When we founded The Steam Oil Production Company Ltd in 2014, we adopted the Ronseal approach to naming our company. We planned to steam flood the Pilot field, which we were about to apply for in the 28th Seaward Licensing Round, and we named the company after our planned development approach. 

We still plan to steam flood Pilot, and indeed the Blakeney field as well, but we have also acquired fields which suit a different approach so a different name seems appropriate. The name we have chosen is Pharis Energy.

Pharis is variously, an obscure character in Greek mythology (the son of Hermes and the Danaid Phylodameia); a French racehorse who was "considered one of the greatest French-bred runners of the century," according to Thoroughbred Heritage; and a townland (that's a district in the Irish countryside for those unfamiliar with the term) right next to where the company's founder was born and brought up.

Pharis Hill, Looking north-west,  cc-by-sa/2.0  - ©  Kenneth Allen  -

Pharis Hill, Looking north-west, cc-by-sa/2.0 - © Kenneth Allen -

So, like Equinor, we have managed an equine connection, but in truth it is the reminder of the North Antrim countryside which prompted our selection.

Pharis Energy is still just as keen on the potential of steam flood, but we can justifiably add a few more methods to our collection of oilfield recovery techniques without contradicting our name.

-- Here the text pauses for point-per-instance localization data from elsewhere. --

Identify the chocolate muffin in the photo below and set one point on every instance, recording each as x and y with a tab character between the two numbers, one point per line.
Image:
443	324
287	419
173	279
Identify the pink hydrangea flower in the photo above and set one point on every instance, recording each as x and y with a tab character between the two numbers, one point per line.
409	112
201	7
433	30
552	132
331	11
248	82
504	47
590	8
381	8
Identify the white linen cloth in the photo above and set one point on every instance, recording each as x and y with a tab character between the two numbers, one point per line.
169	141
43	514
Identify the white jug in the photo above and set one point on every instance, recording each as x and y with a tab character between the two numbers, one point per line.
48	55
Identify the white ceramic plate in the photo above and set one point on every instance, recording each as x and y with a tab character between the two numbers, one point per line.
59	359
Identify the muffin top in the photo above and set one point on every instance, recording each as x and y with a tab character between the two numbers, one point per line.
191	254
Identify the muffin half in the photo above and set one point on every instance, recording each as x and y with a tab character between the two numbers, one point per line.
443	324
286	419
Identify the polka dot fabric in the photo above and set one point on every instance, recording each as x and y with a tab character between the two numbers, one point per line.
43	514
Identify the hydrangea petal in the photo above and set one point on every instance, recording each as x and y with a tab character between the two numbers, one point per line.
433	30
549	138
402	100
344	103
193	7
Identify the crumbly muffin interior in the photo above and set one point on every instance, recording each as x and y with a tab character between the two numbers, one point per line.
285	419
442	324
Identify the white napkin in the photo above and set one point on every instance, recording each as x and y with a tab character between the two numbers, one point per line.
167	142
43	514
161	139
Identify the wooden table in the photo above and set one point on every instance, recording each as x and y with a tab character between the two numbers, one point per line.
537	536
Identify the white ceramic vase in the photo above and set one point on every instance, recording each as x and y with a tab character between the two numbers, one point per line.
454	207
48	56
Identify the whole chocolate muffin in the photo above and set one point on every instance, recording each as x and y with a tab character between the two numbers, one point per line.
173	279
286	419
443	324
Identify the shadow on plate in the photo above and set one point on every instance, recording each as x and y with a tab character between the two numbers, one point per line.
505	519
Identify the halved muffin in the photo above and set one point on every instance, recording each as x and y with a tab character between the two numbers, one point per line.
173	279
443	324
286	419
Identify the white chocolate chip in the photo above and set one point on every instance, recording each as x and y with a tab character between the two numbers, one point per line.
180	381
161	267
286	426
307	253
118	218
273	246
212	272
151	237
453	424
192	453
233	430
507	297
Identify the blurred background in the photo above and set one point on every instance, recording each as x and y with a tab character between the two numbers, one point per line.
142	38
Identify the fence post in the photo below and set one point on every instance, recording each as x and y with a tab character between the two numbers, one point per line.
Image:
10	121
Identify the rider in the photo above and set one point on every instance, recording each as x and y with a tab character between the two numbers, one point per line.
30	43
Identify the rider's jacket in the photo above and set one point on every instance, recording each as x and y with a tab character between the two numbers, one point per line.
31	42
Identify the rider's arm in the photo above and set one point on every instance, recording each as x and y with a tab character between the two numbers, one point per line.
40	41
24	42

Notes for Editors: About Pharis Energy

Pharis Energy was founded in 2014 as The Steam Oil Production Company Ltd and has a 100% interest in two North Sea licences, P2244 and P2320, which together contain over 400 MMbbls of discovered oil in place in the Pilot, Blakeney, Harbour, Feugh, Dandy and Crinan fields; these fields lie in blocks 21/27 and 21/28, 140 kms due East of Aberdeen.

Pharis is working on plans to implement the world’s first offshore steam flood project of scale on the Pilot field. Pilot, which is the largest oilfield in Pharis's portfolio was discovered by Fina in 1989 and has been appraised with seven reservoir penetrations including a horizontal well test which produced over 1,800 bbls/day from a short horizontal well. Pharis estimate that a conventional waterflood would recover about 50 MMbbls of oil, whilst a successful steam flood would recover over 120 MMbbls of oil.

Pharis estimate that application of steam flooding to all the discovered, but undeveloped, heavy oilfields in shallow sandstone reservoirs across the UKCS could boost North Sea recoverable oil reserves by over 4 billion bbls of reserves.